Background technique
With computing capability raising and science and technology development, Gesture Recognition using increasingly extensive.Traditional
When in face of the situation that classification information amount is big, environment is complex, recognition effect is often difficult satisfactory Gesture Recognition.
It is shown according to the data that the generaI investigation of newest China human mortality is announced, is reached more than 8500 in our all kinds of disabled person's sums of country
Ten thousand people, wherein hearing disabilities number is about 20,540,000, and speech disabilities number is about 1,300,000, accounts for national disabled person's sum respectively
24.16% and 1.53%.In terms of exchange, there are the deaf-mutes of IMPAIRED VERBAL COMMUNICATION to be handed over accordingly by sign language
Stream, there are great obstacles for the communication of they and normal person.But according to existing market investigate find, on the market presently, there are
Sign language interpreter equipment, it is most of be by using camera or surface myoelectric sensor to hand Posture acquisition user
Behavioral data.However, there is processing using the equipment of camera data volume be huge, visual dead angle and it is inconvenient to carry the disadvantages of;It adopts
Then expensive with surface myoelectric sensor device, most deaf-mutes can not undertake.In fact, this is exactly one kind by palm in fact
The dynamic data that upper each site sensor obtains, by a kind of sophisticated identification algorithm combined carry out parsing sign language instruction again with
Gesture library is matched, then by signal by converting and then obtaining voice or text information, difficult point is just in dynamic Sign Language Recognition
On algorithm.
The feature of dynamic gesture is mainly track, and track is the sequence of spatial position coordinate pair time, and the same gesture exists
Therefore possible cause different in size in time series it is different to can be very good solution time span using dynamic time warping algorithm
The problem of cause.
Dynamic time warping (DTW) is a very famous algorithm, is applied to field of speech recognition in early days, up to now
Through being widely used in multiple fields.The concept of time series has application in many fields, and DTW is thought based on Dynamic Programming
Think, can be used for the similarity calculation between the inconsistent time series of length.Distortion measurement in DTW algorithm can apply Europe
Family name's distance can also use log-likelihood ratio distance, and algorithm is simple, recognition correct rate is high.

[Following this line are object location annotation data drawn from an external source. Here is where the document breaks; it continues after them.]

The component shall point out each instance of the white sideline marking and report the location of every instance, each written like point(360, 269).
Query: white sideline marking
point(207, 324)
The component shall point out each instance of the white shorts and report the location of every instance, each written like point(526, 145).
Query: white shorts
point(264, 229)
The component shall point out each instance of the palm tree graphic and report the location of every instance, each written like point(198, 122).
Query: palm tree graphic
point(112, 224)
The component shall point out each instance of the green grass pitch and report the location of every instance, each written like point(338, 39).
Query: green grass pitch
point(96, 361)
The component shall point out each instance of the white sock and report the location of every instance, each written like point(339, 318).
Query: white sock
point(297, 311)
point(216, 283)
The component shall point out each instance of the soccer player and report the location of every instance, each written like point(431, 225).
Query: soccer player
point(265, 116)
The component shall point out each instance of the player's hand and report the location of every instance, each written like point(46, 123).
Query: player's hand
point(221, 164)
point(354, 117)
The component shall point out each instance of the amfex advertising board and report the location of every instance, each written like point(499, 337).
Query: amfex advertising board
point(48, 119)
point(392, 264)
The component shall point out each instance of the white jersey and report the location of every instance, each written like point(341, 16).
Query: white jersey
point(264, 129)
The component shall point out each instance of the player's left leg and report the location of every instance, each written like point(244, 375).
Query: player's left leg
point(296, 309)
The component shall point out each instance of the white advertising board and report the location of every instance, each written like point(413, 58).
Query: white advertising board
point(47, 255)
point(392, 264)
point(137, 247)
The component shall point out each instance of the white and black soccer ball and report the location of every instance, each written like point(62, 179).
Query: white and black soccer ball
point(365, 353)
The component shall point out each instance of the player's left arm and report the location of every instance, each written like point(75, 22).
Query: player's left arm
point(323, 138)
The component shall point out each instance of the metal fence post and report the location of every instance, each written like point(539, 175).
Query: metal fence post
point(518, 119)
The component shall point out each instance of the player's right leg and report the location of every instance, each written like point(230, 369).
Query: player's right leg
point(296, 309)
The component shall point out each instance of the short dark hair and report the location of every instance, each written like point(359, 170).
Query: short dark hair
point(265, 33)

Hidden Markov model (HMM) algorithm is a kind of classic algorithm of dynamic hand gesture recognition, applies know in voice earliest
Other field, after in Computer Image Processing and mobile communication, the fields such as biological information are also used widely.The algorithm is based on horse
Markov's chain model, current state cannot be observed to obtain, but the observation state before passing through is calculated, each observe to
Amount is indicated by a status switch, this status switch has probability density distribution corresponding with observation vector.Ma Erke
Husband's model parameter can use discrete probability distribution function, using maximum posteriori criterion as decision-making technique.Hidden Ma Erke
Husband's algorithm is widely used in dynamic hand gesture recognition, and real-time is good, accuracy is high.

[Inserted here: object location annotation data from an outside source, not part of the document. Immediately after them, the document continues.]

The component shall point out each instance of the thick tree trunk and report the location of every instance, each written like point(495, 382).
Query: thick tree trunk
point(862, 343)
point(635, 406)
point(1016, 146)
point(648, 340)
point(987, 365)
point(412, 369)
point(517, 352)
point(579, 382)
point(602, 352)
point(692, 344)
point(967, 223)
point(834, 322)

Although DTW algorithm and HMM algorithm are applied in dynamic hand gesture recognition, the accuracy of identification and recognition speed all can
When being greatly improved, but being applied in dynamic Sign Language Recognition, calculation amount is just very huge, search space and road
Diameter is complicated, and algorithm optimization if inappropriate, then will affect the performance that arithmetic analysis instruction is realized.Especially in some cases,
Dynamic time warping (DTW) this algorithm is attempted to explain the variation in y-axis by distortion x-axis, this will lead to unnatural rule
It is whole, so that the certain point on time-serial position has been mapped to a certain section of longer section on another time-serial position.
Summary of the invention
The purpose of the method for the present invention is optimization and reconstructs a kind of recognizer, and finds a kind of system side according to this algorithm
Case, solution is computationally intensive on dynamic Sign Language Recognition algorithm at present, and resolution is inaccurate, and recognition speed is low, recognizer
Power consumption is big, low efficiency, the problem of to mobile platform bad adaptability etc..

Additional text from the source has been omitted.